Dia merevisi jumlah orang yang terluka menjadi 54 orang, bukannya 55 orang seperti yang dikatakan polisi sebelumnya, dengan mengatakan sebagian besar korban berdiri dekat pengeras suara dan menderita gangguan pendengaran akibat ledakan di dalam masjid. Sekitar 33 siswa masih dirawat di dua rumah sakit karena luka bakar dan luka akibat pecahan ledakan.
Hermanto mengatakan, ibu kota aman dan keamanan terkendali, serta mengimbau masyarakat tidak perlu khawatir.

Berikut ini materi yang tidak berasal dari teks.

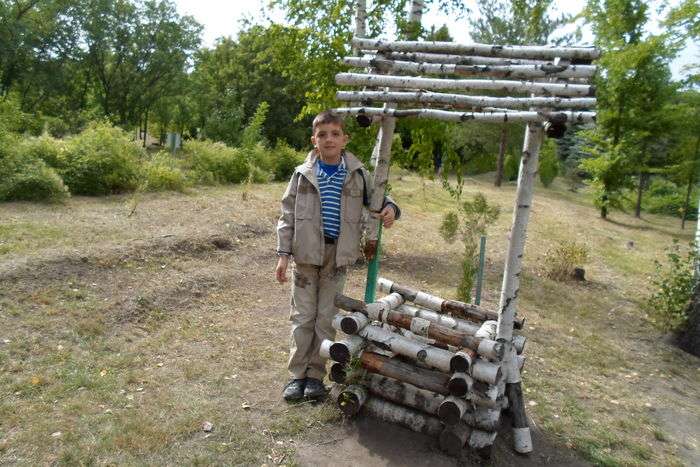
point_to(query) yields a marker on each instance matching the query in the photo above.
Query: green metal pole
(480, 275)
(373, 270)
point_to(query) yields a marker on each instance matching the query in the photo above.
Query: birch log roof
(451, 81)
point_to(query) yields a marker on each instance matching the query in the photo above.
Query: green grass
(126, 354)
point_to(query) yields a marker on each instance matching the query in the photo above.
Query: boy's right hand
(281, 270)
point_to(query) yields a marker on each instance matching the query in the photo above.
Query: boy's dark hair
(327, 117)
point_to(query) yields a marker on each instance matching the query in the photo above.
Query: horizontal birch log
(409, 418)
(455, 59)
(343, 350)
(403, 393)
(338, 373)
(460, 384)
(463, 101)
(422, 378)
(351, 399)
(437, 358)
(454, 437)
(443, 320)
(438, 84)
(452, 410)
(495, 71)
(461, 117)
(460, 309)
(324, 350)
(541, 52)
(422, 327)
(481, 443)
(483, 418)
(352, 323)
(487, 330)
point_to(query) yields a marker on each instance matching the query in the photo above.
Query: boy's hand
(281, 270)
(388, 215)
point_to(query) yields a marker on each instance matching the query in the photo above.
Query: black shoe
(314, 389)
(294, 390)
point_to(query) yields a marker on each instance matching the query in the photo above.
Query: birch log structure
(441, 366)
(438, 366)
(454, 307)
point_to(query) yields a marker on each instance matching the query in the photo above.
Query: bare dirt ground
(120, 336)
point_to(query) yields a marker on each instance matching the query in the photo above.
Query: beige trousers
(313, 293)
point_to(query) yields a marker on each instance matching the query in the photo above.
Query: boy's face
(329, 140)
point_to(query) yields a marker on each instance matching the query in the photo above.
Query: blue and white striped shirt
(331, 188)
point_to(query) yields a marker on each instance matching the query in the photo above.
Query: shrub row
(103, 160)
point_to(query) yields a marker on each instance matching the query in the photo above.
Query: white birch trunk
(516, 245)
(415, 15)
(492, 71)
(488, 50)
(432, 356)
(411, 419)
(380, 176)
(455, 59)
(404, 393)
(464, 101)
(436, 84)
(462, 117)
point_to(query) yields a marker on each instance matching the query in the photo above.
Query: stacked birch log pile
(429, 364)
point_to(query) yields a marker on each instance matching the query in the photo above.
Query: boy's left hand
(387, 215)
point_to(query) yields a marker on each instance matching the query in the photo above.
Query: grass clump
(24, 177)
(163, 173)
(101, 160)
(673, 288)
(563, 258)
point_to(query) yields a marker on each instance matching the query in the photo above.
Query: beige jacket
(299, 229)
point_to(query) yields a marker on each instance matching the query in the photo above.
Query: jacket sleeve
(285, 224)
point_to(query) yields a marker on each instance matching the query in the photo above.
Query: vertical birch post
(511, 283)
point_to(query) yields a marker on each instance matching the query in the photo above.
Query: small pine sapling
(468, 223)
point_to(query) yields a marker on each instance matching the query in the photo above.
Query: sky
(221, 18)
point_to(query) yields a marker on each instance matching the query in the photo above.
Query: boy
(320, 227)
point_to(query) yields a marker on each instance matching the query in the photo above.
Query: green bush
(665, 197)
(673, 289)
(101, 160)
(511, 166)
(549, 163)
(46, 148)
(261, 162)
(215, 162)
(162, 173)
(285, 161)
(24, 178)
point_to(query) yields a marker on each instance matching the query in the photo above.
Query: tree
(134, 52)
(264, 64)
(515, 22)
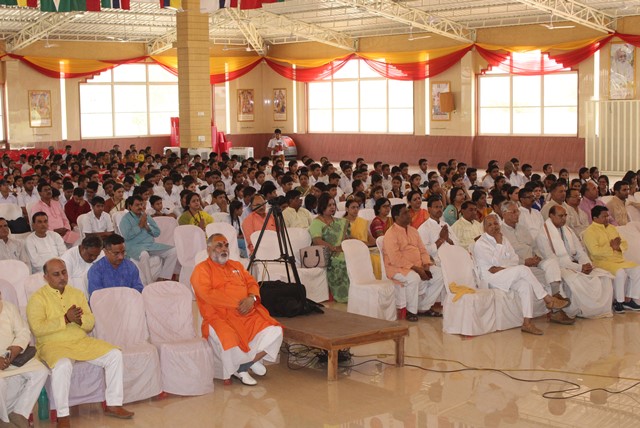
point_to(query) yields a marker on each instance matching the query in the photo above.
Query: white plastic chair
(186, 361)
(367, 295)
(167, 227)
(120, 320)
(314, 279)
(473, 314)
(189, 241)
(367, 214)
(16, 273)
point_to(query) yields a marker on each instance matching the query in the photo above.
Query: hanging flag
(250, 4)
(69, 5)
(210, 6)
(21, 3)
(116, 4)
(171, 4)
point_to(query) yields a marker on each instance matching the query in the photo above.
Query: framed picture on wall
(622, 71)
(436, 89)
(39, 108)
(246, 112)
(279, 104)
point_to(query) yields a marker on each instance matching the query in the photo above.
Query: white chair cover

Keluarga berkumpul di rumah sakit
Video yang beredar di media sosial menunjukkan puluhan siswa berseragam sekolah berlari panik melintasi lapangan basket sekolah, beberapa di antaranya menutup telinga dengan tangan, tampaknya untuk melindungi diri dari ledakan.
Beberapa korban luka diangkut dengan tandu ke mobil yang menunggu.
Kerabat yang terkejut berkumpul di pusat kesehatan yang didirikan di Rumah Sakit Yarsi dan Cempaka Putih untuk mencari informasi tentang orang yang mereka cintai. Para orang tua mengatakan kepada stasiun televisi bahwa anak-anak mereka mengalami luka akibat pukulan di kepala, kaki dan tangan dengan paku tajam dan potongan benda yang meledak.
Indonesia, negara berpenduduk mayoritas Muslim terbesar di dunia, dilanda serangan militan besar-besaran pada tahun 2002 ketika al-Qaeda melancarkan pemboman di pulau resor Bali yang menewaskan 202 orang, sebagian besar wisatawan asing.
Pada tahun-tahun berikutnya, serangan-serangan yang lebih kecil dan tidak terlalu mematikan banyak terjadi yang menargetkan pemerintah, polisi dan pasukan anti-terorisme, serta mereka yang dianggap kafir oleh kelompok militan.
Serangan hari Jumat bukanlah serangan masjid yang pertama. Pada tahun 2011, seorang militan Muslim meledakkan dirinya di sebuah masjid di kompleks polisi di Cirebon yang dipenuhi petugas saat salat Jumat, melukai 30 orang.
Pada bulan Desember 2022, seorang militan Muslim dan terpidana pembuat bom yang dibebaskan dari penjara tahun sebelumnya meledakkan dirinya di kantor polisi di Jawa Baratmembunuh seorang petugas dan melukai 11 orang.
Sejak tahun 2023, negara Asia Tenggara ini telah mengalami apa yang oleh pihak berwenang disebut sebagai “fenomena serangan nol”. Pakar keamanan mengatakan pemerintah bertanggung jawab atas situasi yang stabil.
___
Cerita ini telah dikoreksi sehingga nama sekolah tersebut menjadi SMA 72, bukan 27.